Inizialmente ottenuti in gran parte dall’acciuga peruviana, ma poi anche da molte altre specie marine incluso il krill, i grassi polinsaturi omega-3 sono gli ingredienti bioattivi della più importante classe di integratori alimentari consumata al mondo. Il mercato mondiale dei prodotti contenenti i due acidi grassi DHA ed EPA nel 2016 superava i 31 miliardi di dollari. In Italia, dove 8 persone su 10 fanno uso di integratori, nello stesso anno ne venivano acquistate più di 4 milioni di confezioni (per un fatturato di oltre 84 milioni di euro). Da allora, i consumi di integratori a base di omega-3 marini sono ulteriormente aumentati.
Le autorità sanitarie internazionali e nazionali raccomandano l’assunzione quotidiana di DHA ed EPA, sotto forma di pesce fresco o di integratori alimentari, in quantità che vanno dai 250 mg tipici in molti Paesi dell’Europa occidentale, ai 1300 mg della Russia.
Il fine è quello di bilanciare l'eccesso di grassi omega-6 presente ormai da decenni nelle diete più comuni dei Paesi industrializzati. Associati a molteplici benefici per la salute tanto degli adulti che dei bambini, EPA e DHA svolgono un ruolo fondamentale nella prevenzione dell’infiammazione cellulare. E poiché si tratta di nutrienti essenziali che non possono essere sintetizzati dall'organismo, entrambi devono essere assunti con la dieta.

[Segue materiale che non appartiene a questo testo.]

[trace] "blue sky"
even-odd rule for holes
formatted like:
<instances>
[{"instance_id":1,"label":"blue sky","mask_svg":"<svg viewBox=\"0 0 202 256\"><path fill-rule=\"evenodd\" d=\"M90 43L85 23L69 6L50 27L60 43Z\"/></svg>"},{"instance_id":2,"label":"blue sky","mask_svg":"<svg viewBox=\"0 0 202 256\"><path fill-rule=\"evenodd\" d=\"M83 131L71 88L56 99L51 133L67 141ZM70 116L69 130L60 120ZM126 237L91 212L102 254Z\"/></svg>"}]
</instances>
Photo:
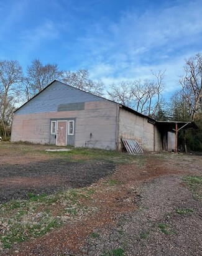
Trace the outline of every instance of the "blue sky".
<instances>
[{"instance_id":1,"label":"blue sky","mask_svg":"<svg viewBox=\"0 0 202 256\"><path fill-rule=\"evenodd\" d=\"M166 70L173 93L202 52L201 0L0 0L0 59L88 69L106 86Z\"/></svg>"}]
</instances>

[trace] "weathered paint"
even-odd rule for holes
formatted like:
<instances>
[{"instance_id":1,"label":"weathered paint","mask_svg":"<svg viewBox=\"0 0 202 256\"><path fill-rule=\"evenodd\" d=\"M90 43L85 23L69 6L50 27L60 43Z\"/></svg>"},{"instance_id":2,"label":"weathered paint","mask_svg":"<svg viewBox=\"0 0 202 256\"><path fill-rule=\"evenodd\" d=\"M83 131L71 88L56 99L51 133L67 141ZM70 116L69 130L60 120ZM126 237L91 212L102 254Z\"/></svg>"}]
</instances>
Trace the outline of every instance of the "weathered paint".
<instances>
[{"instance_id":1,"label":"weathered paint","mask_svg":"<svg viewBox=\"0 0 202 256\"><path fill-rule=\"evenodd\" d=\"M160 145L157 138L160 138L154 124L143 117L120 108L119 122L119 149L122 145L121 138L137 141L144 150L154 151L159 149Z\"/></svg>"},{"instance_id":2,"label":"weathered paint","mask_svg":"<svg viewBox=\"0 0 202 256\"><path fill-rule=\"evenodd\" d=\"M175 133L168 132L167 148L168 151L174 151L175 148Z\"/></svg>"},{"instance_id":3,"label":"weathered paint","mask_svg":"<svg viewBox=\"0 0 202 256\"><path fill-rule=\"evenodd\" d=\"M51 121L73 120L74 136L67 143L75 146L121 149L123 138L135 140L144 150L160 150L155 124L127 108L55 81L14 113L11 141L57 143Z\"/></svg>"},{"instance_id":4,"label":"weathered paint","mask_svg":"<svg viewBox=\"0 0 202 256\"><path fill-rule=\"evenodd\" d=\"M117 104L103 102L86 102L83 110L14 115L11 141L51 143L50 121L71 119L75 120L75 146L116 149Z\"/></svg>"},{"instance_id":5,"label":"weathered paint","mask_svg":"<svg viewBox=\"0 0 202 256\"><path fill-rule=\"evenodd\" d=\"M57 111L58 105L103 100L103 98L55 81L44 90L27 102L15 115Z\"/></svg>"}]
</instances>

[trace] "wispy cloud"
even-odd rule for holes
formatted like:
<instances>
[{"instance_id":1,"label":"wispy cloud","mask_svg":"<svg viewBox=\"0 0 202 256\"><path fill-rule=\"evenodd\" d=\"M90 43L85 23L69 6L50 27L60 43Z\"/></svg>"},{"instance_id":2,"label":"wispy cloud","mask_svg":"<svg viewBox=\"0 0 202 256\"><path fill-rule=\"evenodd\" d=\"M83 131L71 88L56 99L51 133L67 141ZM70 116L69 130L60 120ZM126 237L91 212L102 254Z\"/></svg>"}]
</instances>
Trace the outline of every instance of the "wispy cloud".
<instances>
[{"instance_id":1,"label":"wispy cloud","mask_svg":"<svg viewBox=\"0 0 202 256\"><path fill-rule=\"evenodd\" d=\"M108 28L99 24L89 27L81 42L88 50L85 64L93 77L105 81L152 78L151 69L166 69L167 90L175 90L184 59L202 50L201 1L177 2L141 14L127 11Z\"/></svg>"}]
</instances>

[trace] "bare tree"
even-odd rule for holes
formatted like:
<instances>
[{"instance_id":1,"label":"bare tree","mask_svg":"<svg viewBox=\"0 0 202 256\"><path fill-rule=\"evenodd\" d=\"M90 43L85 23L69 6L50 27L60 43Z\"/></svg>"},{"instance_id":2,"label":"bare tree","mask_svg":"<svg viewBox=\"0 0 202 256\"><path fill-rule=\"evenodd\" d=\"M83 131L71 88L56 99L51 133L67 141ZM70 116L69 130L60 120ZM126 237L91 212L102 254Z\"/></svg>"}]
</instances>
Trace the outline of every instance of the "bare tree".
<instances>
[{"instance_id":1,"label":"bare tree","mask_svg":"<svg viewBox=\"0 0 202 256\"><path fill-rule=\"evenodd\" d=\"M118 85L113 83L110 87L111 90L108 92L108 95L112 100L132 107L132 86L130 81L122 81Z\"/></svg>"},{"instance_id":2,"label":"bare tree","mask_svg":"<svg viewBox=\"0 0 202 256\"><path fill-rule=\"evenodd\" d=\"M164 72L152 74L156 81L145 79L133 82L122 81L111 85L111 90L108 92L109 98L124 105L129 107L137 111L154 117L158 107L162 104L161 93L163 83Z\"/></svg>"},{"instance_id":3,"label":"bare tree","mask_svg":"<svg viewBox=\"0 0 202 256\"><path fill-rule=\"evenodd\" d=\"M0 114L4 136L11 125L14 104L22 95L22 67L17 60L0 61Z\"/></svg>"},{"instance_id":4,"label":"bare tree","mask_svg":"<svg viewBox=\"0 0 202 256\"><path fill-rule=\"evenodd\" d=\"M57 64L43 65L39 59L33 60L27 67L27 77L24 81L27 100L30 100L53 80L60 78L62 73Z\"/></svg>"},{"instance_id":5,"label":"bare tree","mask_svg":"<svg viewBox=\"0 0 202 256\"><path fill-rule=\"evenodd\" d=\"M61 80L69 85L98 96L102 96L104 88L101 80L93 81L89 78L87 69L79 69L75 72L65 71Z\"/></svg>"},{"instance_id":6,"label":"bare tree","mask_svg":"<svg viewBox=\"0 0 202 256\"><path fill-rule=\"evenodd\" d=\"M191 121L195 121L197 113L202 110L202 55L185 60L185 75L180 80L182 96L189 108Z\"/></svg>"}]
</instances>

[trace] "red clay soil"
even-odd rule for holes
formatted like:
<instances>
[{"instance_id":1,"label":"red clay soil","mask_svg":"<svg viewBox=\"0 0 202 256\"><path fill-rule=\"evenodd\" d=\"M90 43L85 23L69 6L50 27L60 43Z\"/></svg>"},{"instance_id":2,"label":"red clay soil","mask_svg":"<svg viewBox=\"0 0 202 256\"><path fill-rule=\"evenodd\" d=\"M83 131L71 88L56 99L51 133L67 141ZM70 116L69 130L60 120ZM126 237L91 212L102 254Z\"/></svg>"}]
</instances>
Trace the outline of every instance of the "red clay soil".
<instances>
[{"instance_id":1,"label":"red clay soil","mask_svg":"<svg viewBox=\"0 0 202 256\"><path fill-rule=\"evenodd\" d=\"M181 165L177 167L178 159L170 161L168 159L167 163L165 159L148 158L145 166L139 167L135 164L117 166L110 179L119 180L122 183L109 189L103 183L104 179L102 179L92 185L96 192L92 195L93 200L86 203L88 206L99 208L99 211L93 216L91 214L68 223L44 237L14 245L5 255L71 255L67 252L67 250L71 252L72 255L85 255L81 250L90 234L98 229L107 229L116 225L119 216L136 209L138 195L134 192L134 187L162 176L188 173L189 169L185 171L183 164L181 161ZM33 182L38 181L36 179ZM24 182L30 181L25 179Z\"/></svg>"}]
</instances>

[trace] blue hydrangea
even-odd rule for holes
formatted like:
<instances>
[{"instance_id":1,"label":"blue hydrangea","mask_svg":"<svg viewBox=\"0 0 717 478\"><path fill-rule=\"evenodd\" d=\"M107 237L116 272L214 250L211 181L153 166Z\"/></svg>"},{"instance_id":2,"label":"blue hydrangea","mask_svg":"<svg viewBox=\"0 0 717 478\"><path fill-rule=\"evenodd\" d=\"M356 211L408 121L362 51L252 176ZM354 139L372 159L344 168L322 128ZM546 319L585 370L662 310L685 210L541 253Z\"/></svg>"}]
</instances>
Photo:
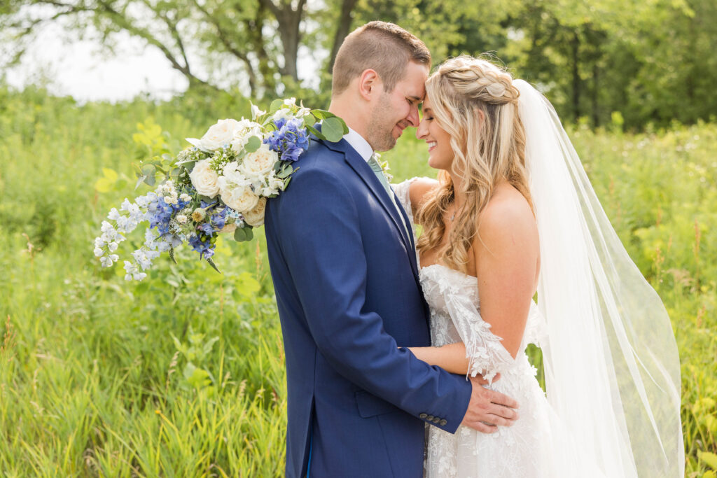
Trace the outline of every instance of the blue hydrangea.
<instances>
[{"instance_id":1,"label":"blue hydrangea","mask_svg":"<svg viewBox=\"0 0 717 478\"><path fill-rule=\"evenodd\" d=\"M294 162L309 148L306 128L301 120L280 118L274 121L276 130L264 140L269 148L279 153L282 161Z\"/></svg>"}]
</instances>

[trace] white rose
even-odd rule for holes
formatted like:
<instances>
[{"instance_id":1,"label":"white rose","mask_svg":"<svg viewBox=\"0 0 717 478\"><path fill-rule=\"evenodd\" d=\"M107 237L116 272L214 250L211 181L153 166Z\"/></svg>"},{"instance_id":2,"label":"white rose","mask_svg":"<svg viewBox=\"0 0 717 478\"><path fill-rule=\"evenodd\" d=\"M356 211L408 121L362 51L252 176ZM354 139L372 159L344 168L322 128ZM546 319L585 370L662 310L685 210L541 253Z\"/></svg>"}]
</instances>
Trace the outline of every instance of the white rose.
<instances>
[{"instance_id":1,"label":"white rose","mask_svg":"<svg viewBox=\"0 0 717 478\"><path fill-rule=\"evenodd\" d=\"M232 142L234 132L239 127L239 123L236 120L219 120L207 130L199 144L195 145L209 151L218 150Z\"/></svg>"},{"instance_id":2,"label":"white rose","mask_svg":"<svg viewBox=\"0 0 717 478\"><path fill-rule=\"evenodd\" d=\"M272 116L272 120L274 121L278 121L279 120L290 120L294 118L294 113L292 113L291 110L289 108L281 108L277 110L274 115Z\"/></svg>"},{"instance_id":3,"label":"white rose","mask_svg":"<svg viewBox=\"0 0 717 478\"><path fill-rule=\"evenodd\" d=\"M263 110L260 110L259 107L256 105L252 105L252 119L257 119L259 116L262 116L267 114L266 111Z\"/></svg>"},{"instance_id":4,"label":"white rose","mask_svg":"<svg viewBox=\"0 0 717 478\"><path fill-rule=\"evenodd\" d=\"M194 165L194 168L189 173L189 179L196 189L196 192L202 196L213 198L219 192L219 178L217 172L209 166L209 159L203 159Z\"/></svg>"},{"instance_id":5,"label":"white rose","mask_svg":"<svg viewBox=\"0 0 717 478\"><path fill-rule=\"evenodd\" d=\"M237 223L232 222L231 224L224 224L224 226L217 231L220 234L232 234L237 230Z\"/></svg>"},{"instance_id":6,"label":"white rose","mask_svg":"<svg viewBox=\"0 0 717 478\"><path fill-rule=\"evenodd\" d=\"M277 161L278 153L269 149L268 145L262 145L256 151L244 157L242 171L247 176L263 178L269 173Z\"/></svg>"},{"instance_id":7,"label":"white rose","mask_svg":"<svg viewBox=\"0 0 717 478\"><path fill-rule=\"evenodd\" d=\"M244 186L222 191L222 201L234 211L247 211L257 205L259 196L248 186Z\"/></svg>"},{"instance_id":8,"label":"white rose","mask_svg":"<svg viewBox=\"0 0 717 478\"><path fill-rule=\"evenodd\" d=\"M266 209L267 199L261 198L250 211L242 212L244 221L252 227L258 227L264 224L264 210Z\"/></svg>"}]
</instances>

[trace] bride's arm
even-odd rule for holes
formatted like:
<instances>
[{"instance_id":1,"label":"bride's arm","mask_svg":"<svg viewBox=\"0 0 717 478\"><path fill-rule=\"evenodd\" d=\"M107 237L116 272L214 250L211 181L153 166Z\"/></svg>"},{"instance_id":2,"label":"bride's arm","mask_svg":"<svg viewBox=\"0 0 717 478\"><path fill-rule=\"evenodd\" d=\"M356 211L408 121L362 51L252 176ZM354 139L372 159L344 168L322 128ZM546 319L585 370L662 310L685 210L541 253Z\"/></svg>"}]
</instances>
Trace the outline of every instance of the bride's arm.
<instances>
[{"instance_id":1,"label":"bride's arm","mask_svg":"<svg viewBox=\"0 0 717 478\"><path fill-rule=\"evenodd\" d=\"M416 212L423 206L428 195L437 187L438 181L430 178L417 178L411 181L409 197L411 199L411 211L414 219Z\"/></svg>"},{"instance_id":2,"label":"bride's arm","mask_svg":"<svg viewBox=\"0 0 717 478\"><path fill-rule=\"evenodd\" d=\"M438 365L447 372L465 375L468 373L468 358L462 342L442 347L409 347L413 355L432 365Z\"/></svg>"},{"instance_id":3,"label":"bride's arm","mask_svg":"<svg viewBox=\"0 0 717 478\"><path fill-rule=\"evenodd\" d=\"M536 290L540 246L528 202L513 192L483 211L473 249L480 316L515 358Z\"/></svg>"},{"instance_id":4,"label":"bride's arm","mask_svg":"<svg viewBox=\"0 0 717 478\"><path fill-rule=\"evenodd\" d=\"M490 203L481 214L473 250L481 317L515 358L535 290L539 257L537 229L527 203ZM462 342L409 349L418 358L452 373L468 372Z\"/></svg>"}]
</instances>

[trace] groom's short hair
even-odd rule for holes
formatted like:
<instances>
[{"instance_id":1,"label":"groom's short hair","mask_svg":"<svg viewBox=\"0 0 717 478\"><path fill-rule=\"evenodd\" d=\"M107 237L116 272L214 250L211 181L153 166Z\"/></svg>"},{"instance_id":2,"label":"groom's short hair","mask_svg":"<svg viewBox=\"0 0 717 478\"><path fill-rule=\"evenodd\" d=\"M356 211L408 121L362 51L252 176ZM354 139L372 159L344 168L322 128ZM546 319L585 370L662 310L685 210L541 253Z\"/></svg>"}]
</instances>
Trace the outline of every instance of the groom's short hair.
<instances>
[{"instance_id":1,"label":"groom's short hair","mask_svg":"<svg viewBox=\"0 0 717 478\"><path fill-rule=\"evenodd\" d=\"M381 77L385 91L392 91L409 61L430 67L431 52L423 42L394 24L367 23L348 34L338 49L331 96L343 92L351 80L369 69Z\"/></svg>"}]
</instances>

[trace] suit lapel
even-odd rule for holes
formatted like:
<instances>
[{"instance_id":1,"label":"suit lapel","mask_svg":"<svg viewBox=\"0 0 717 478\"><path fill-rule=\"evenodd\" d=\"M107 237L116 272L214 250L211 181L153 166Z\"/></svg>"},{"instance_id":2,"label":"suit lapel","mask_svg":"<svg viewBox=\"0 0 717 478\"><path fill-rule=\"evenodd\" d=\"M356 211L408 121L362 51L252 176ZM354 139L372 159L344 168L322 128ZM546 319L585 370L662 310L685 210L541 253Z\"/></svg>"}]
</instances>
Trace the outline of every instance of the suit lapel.
<instances>
[{"instance_id":1,"label":"suit lapel","mask_svg":"<svg viewBox=\"0 0 717 478\"><path fill-rule=\"evenodd\" d=\"M371 193L379 201L381 206L383 206L384 210L386 211L389 217L391 218L394 225L401 235L401 239L407 250L415 250L411 248L412 242L406 234L408 226L404 225L406 223L402 216L402 213L399 213L394 205L391 198L386 193L386 189L384 188L379 178L376 177L376 173L371 168L371 166L364 161L364 158L361 157L346 140L342 139L338 143L323 141L323 144L332 150L343 153L343 157L346 163L358 175L358 177L361 178L361 181L364 181L369 188L369 190L371 191Z\"/></svg>"},{"instance_id":2,"label":"suit lapel","mask_svg":"<svg viewBox=\"0 0 717 478\"><path fill-rule=\"evenodd\" d=\"M398 196L396 196L396 193L394 193L393 194L394 194L394 197L396 199L396 204L399 206L399 211L401 213L401 216L402 216L401 219L404 221L404 224L406 224L406 227L408 229L408 230L410 231L411 230L411 221L409 221L408 215L406 214L406 211L404 210L403 206L401 205L401 201L399 201ZM411 255L411 269L413 269L413 274L414 274L414 275L416 276L416 278L417 279L418 277L419 277L418 276L418 259L417 259L417 252L416 252L416 244L413 242L413 234L411 234L409 236L409 251L413 251L414 252L414 254L412 255Z\"/></svg>"}]
</instances>

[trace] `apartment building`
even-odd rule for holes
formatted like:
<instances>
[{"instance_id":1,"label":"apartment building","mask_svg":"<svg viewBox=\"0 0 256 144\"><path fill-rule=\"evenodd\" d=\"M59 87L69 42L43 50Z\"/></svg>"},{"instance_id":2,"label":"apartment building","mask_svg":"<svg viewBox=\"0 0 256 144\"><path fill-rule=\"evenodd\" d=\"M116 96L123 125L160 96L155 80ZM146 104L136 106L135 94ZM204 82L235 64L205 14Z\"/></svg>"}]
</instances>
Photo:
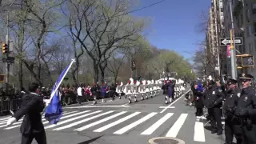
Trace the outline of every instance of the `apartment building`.
<instances>
[{"instance_id":1,"label":"apartment building","mask_svg":"<svg viewBox=\"0 0 256 144\"><path fill-rule=\"evenodd\" d=\"M236 54L250 54L255 57L256 54L256 0L231 0L232 12L234 15L234 35L236 38L243 38L243 45L235 46ZM223 0L224 29L225 38L230 37L231 16L230 0ZM224 49L226 50L226 48ZM226 51L225 52L226 54ZM254 58L256 59L256 58ZM231 74L230 58L225 62L226 72ZM225 67L224 66L224 67ZM238 69L238 74L246 72L256 76L256 67Z\"/></svg>"}]
</instances>

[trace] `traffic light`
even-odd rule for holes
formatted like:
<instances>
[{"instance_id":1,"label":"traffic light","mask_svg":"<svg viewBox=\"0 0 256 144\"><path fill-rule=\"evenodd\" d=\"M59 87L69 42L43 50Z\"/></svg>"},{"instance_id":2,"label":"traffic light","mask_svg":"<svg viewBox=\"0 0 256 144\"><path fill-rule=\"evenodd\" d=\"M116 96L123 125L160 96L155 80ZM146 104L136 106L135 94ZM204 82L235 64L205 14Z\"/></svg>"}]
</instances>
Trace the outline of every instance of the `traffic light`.
<instances>
[{"instance_id":1,"label":"traffic light","mask_svg":"<svg viewBox=\"0 0 256 144\"><path fill-rule=\"evenodd\" d=\"M254 66L254 56L249 55L249 56L242 57L242 66Z\"/></svg>"},{"instance_id":2,"label":"traffic light","mask_svg":"<svg viewBox=\"0 0 256 144\"><path fill-rule=\"evenodd\" d=\"M6 82L6 75L0 74L0 83Z\"/></svg>"},{"instance_id":3,"label":"traffic light","mask_svg":"<svg viewBox=\"0 0 256 144\"><path fill-rule=\"evenodd\" d=\"M2 54L9 53L9 46L6 43L2 43Z\"/></svg>"},{"instance_id":4,"label":"traffic light","mask_svg":"<svg viewBox=\"0 0 256 144\"><path fill-rule=\"evenodd\" d=\"M131 70L136 70L136 65L135 65L135 61L132 60L131 61Z\"/></svg>"}]
</instances>

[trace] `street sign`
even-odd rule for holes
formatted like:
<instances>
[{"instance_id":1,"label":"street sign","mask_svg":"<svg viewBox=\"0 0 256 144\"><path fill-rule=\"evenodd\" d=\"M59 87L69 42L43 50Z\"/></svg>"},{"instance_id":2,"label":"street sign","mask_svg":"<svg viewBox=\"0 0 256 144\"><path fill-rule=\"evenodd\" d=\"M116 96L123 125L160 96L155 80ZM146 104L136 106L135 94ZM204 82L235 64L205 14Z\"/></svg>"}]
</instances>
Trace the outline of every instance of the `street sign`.
<instances>
[{"instance_id":1,"label":"street sign","mask_svg":"<svg viewBox=\"0 0 256 144\"><path fill-rule=\"evenodd\" d=\"M235 45L242 45L242 38L234 38ZM227 46L231 44L230 38L220 38L221 46Z\"/></svg>"},{"instance_id":2,"label":"street sign","mask_svg":"<svg viewBox=\"0 0 256 144\"><path fill-rule=\"evenodd\" d=\"M242 57L242 66L254 66L254 56L250 55L246 57Z\"/></svg>"},{"instance_id":3,"label":"street sign","mask_svg":"<svg viewBox=\"0 0 256 144\"><path fill-rule=\"evenodd\" d=\"M237 57L237 67L242 67L242 57Z\"/></svg>"},{"instance_id":4,"label":"street sign","mask_svg":"<svg viewBox=\"0 0 256 144\"><path fill-rule=\"evenodd\" d=\"M8 57L7 58L2 58L2 60L3 62L14 63L14 57Z\"/></svg>"},{"instance_id":5,"label":"street sign","mask_svg":"<svg viewBox=\"0 0 256 144\"><path fill-rule=\"evenodd\" d=\"M0 83L6 82L6 74L0 74Z\"/></svg>"}]
</instances>

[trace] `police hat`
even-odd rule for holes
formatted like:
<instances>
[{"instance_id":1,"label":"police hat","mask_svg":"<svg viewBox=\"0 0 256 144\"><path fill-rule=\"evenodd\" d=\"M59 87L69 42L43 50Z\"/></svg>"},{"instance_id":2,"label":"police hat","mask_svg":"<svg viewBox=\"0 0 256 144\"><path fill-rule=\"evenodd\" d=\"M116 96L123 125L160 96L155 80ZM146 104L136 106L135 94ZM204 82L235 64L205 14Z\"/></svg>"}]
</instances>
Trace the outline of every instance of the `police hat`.
<instances>
[{"instance_id":1,"label":"police hat","mask_svg":"<svg viewBox=\"0 0 256 144\"><path fill-rule=\"evenodd\" d=\"M235 79L230 78L227 81L226 85L228 85L228 86L234 85L234 84L236 84L237 82L238 82L238 81L236 81Z\"/></svg>"},{"instance_id":2,"label":"police hat","mask_svg":"<svg viewBox=\"0 0 256 144\"><path fill-rule=\"evenodd\" d=\"M248 80L252 80L254 79L254 76L250 74L242 74L239 77L239 79L248 79Z\"/></svg>"}]
</instances>

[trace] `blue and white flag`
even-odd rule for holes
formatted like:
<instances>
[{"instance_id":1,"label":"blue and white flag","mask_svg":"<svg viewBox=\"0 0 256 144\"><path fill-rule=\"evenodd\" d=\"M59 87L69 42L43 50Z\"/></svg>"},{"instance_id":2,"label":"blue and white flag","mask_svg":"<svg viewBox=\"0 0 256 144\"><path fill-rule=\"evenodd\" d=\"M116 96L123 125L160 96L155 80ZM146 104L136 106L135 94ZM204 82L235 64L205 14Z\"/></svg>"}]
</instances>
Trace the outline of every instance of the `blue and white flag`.
<instances>
[{"instance_id":1,"label":"blue and white flag","mask_svg":"<svg viewBox=\"0 0 256 144\"><path fill-rule=\"evenodd\" d=\"M62 72L61 75L57 79L50 94L50 102L48 106L46 106L46 114L45 118L49 121L51 124L56 124L61 117L62 116L62 106L60 102L59 90L60 86L63 78L70 69L74 60L72 60L70 64L67 66L64 70Z\"/></svg>"}]
</instances>

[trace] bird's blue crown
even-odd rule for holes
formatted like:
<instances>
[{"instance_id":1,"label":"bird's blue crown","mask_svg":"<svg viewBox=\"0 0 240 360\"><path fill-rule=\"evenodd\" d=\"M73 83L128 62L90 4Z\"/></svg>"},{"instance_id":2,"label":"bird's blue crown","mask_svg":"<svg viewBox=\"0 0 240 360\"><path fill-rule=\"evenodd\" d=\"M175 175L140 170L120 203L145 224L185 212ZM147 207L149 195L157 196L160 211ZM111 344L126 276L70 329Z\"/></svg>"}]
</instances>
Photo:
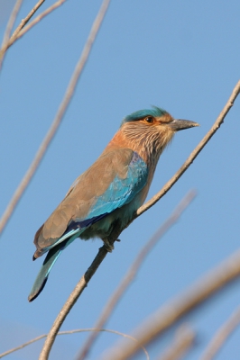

Con un paio di eccezioni, l’estrazione degli omega-3 avviene partendo dai pesci o dai crostacei interi. L’olio estratto generalmente per bollitura viene poi sottoposto a numerosi step di raffinazione. In alcuni casi, l’estrazione fa uso di anidride carbonica allo stato supercritico: il processo migliore, ma tecnicamente molto più complesso.
Si preferisce estrarli da pesci piccoli e abbondanti come l’acciuga o il krill al fine di minimizzare l’estrazione di contaminanti tossici e pericolosi come il mercurio o i policlorobifenili che si bioaccumulano nella catena alimentare e sono molto più abbondanti nei pesci di grande dimensione.
Il mercato in costante crescita non fa che aumentare la pressione antropica sui banchi ittici, e le conseguenti proteste degli ambientalisti. La soluzione, attesa da molti anni, sta nell’estrarre queste preziose sostanze dagli scarti di lavorazione del pesce prodotti ogni anno in enorme quantità (milioni di tonnellate) attraverso un processo di economia circolare. Che sia, però, semplice ed economico.
I ricercatori di Cnr e Università di Palermo hanno quindi dedicato a Giovanni Tumbiolo, pioniere della bioeconomia del mare fondatore del meeting internazionale Blue Sea Land, la scoperta di un processo per estrarre rapidamente e in alte rese i preziosi grassi omega-3 dagli scarti di lavorazione dell’acciuga: il pesce più pescato al mondo e il più pescato anche in Italia
Come dettagliato nello studio «A Circular Economy Approach to Omega-3 Extraction», è sufficiente ‘frullare’ gli scarti di lavorazione del pesce mescolati con una piccola quantità di limonene e poi estrarre gli omega-3 dalla purea risultante con un’ulteriore aliquota di limonene.
Il limonene è il componente principale dell'olio essenziale di arancio. Oltre ad essere un potente solvente per i grassi è anche una sostanza naturale antiossidante, antibatterica ed antiparassitaria, che protegge i delicati omega-3 dall’ossidazione che poi finirebbe per limitarne l'efficacia come integratori alimentari. L'olio ottenuto, inoltre, ha un contenuto molto elevato di vitamina E in forma di alfa-tocoferolo: ovvvero quella più benefica per l'uomo, il che rende l'olio di pesce estratto in questo modo di altissimo pregio.
Utilizzando quelli che finora erano stati processati come ‘rifiuti’, l’industria conserviera di Sciacca che ha donato gli scarti, e tutte le altre che nel mondo producono grandi quantità di scarti lavorando il pesce, adesso hanno l’opportunità di divenire anche produttori della materia prima utilizzata per la produzione di questi formidabili integratori.